Approximately five miles of the river has been affected.
NRW teams have been working on site to ensure control measures are in place to prevent further pollution, and carry out surveys to assess the impact on fish and other river life.
Gavin Bown, South West Duty Manager for NRW, said: “The Teifi is one of the most important recreational and net fisheries for salmon and sea trout in Wales, and is vital to the local tourism industry.
“It is also an internationally important Special Area of Conservation for salmon, as well as endangered fish species such as lampreys and bullhead.
“We’ve worked with the Teifi Rivers Trusts and other partners for many years to improve fish stocks, remove barriers to migration, and improve access to angling.

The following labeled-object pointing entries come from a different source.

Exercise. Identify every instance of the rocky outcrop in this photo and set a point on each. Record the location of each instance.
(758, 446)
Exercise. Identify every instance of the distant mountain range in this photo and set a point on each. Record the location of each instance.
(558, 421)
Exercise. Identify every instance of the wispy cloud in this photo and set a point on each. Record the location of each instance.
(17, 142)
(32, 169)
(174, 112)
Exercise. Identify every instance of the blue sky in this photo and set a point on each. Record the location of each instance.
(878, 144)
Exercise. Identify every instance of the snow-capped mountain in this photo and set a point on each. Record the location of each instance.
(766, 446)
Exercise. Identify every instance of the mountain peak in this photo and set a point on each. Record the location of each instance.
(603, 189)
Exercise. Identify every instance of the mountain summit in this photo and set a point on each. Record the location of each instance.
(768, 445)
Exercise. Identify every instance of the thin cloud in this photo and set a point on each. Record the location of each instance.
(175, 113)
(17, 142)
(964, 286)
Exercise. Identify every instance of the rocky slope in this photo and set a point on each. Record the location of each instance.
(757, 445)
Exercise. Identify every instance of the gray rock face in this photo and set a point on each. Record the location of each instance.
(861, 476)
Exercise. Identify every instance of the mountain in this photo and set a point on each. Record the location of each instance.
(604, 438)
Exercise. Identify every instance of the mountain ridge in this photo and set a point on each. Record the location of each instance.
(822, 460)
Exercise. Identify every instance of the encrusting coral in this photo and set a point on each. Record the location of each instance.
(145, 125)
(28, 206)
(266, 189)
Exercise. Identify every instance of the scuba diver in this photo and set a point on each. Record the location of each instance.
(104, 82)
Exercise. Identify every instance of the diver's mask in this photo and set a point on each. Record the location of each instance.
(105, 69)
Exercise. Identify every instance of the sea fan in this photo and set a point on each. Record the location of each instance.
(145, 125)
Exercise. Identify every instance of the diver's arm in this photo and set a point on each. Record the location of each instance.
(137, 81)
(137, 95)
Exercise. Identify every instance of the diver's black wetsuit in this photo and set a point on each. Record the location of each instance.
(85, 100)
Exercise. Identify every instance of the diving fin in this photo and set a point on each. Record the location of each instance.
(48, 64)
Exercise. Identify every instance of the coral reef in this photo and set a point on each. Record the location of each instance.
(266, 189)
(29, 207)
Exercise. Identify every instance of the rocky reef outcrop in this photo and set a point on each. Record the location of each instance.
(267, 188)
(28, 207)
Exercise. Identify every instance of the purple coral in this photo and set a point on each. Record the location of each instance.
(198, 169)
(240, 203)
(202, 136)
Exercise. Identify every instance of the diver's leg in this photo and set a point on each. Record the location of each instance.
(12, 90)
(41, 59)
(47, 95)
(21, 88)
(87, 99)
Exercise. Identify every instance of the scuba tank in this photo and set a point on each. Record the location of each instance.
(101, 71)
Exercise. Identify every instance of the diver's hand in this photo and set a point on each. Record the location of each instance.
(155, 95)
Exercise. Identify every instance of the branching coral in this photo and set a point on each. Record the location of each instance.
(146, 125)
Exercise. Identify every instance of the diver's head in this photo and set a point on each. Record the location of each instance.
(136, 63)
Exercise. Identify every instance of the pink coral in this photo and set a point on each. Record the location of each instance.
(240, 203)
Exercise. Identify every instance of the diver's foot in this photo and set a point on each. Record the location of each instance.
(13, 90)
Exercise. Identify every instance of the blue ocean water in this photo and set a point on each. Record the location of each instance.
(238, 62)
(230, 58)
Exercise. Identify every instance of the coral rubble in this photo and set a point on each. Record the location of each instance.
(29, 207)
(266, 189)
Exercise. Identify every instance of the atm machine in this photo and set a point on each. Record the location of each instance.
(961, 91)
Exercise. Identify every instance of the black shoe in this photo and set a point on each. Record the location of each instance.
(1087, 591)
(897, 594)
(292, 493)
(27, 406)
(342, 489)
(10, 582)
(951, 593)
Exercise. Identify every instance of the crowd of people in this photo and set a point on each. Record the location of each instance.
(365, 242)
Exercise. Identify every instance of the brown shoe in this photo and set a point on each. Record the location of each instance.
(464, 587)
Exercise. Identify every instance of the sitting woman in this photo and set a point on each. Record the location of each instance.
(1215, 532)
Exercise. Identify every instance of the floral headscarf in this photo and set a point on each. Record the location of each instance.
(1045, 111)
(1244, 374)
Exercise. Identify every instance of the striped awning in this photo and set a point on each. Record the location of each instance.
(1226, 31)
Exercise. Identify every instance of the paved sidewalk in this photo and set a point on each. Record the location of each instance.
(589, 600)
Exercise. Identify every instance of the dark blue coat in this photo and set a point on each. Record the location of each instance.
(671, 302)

“The fisheries of Wales are iconic and highly valued so it’s devastating when pollution incidents happen, but we’ll work with our partners and do all we can to restore the river as quickly as possible.”
Natural Resources Wales is also working closely with Ceredigion County Council.
Councillor Rhodri Evans, Cabinet member responsible for Lifestyle Services said: “This is clearly a very serious matter but hopefully a swift response was put in place to reduce the impact of the release of material to the river.
“A major clean-up operation is underway and, hopefully, this should reduce further contamination of water courses.
“The incident clearly has worrying consequences for the ecology of the river but I know that officers from NRW are undertaking detailed assessments to evaluate how significant things will be in the short and longer terms.
“I have received reports from local residents of sightings of dead fish in the river, but we are awaiting further reports from other agencies which will provide a fuller and clearer picture.
“There are concerns amongst local anglers and other groups as the Teifi is so important to the environment, heritage and economy of the counties on both sides of the river.”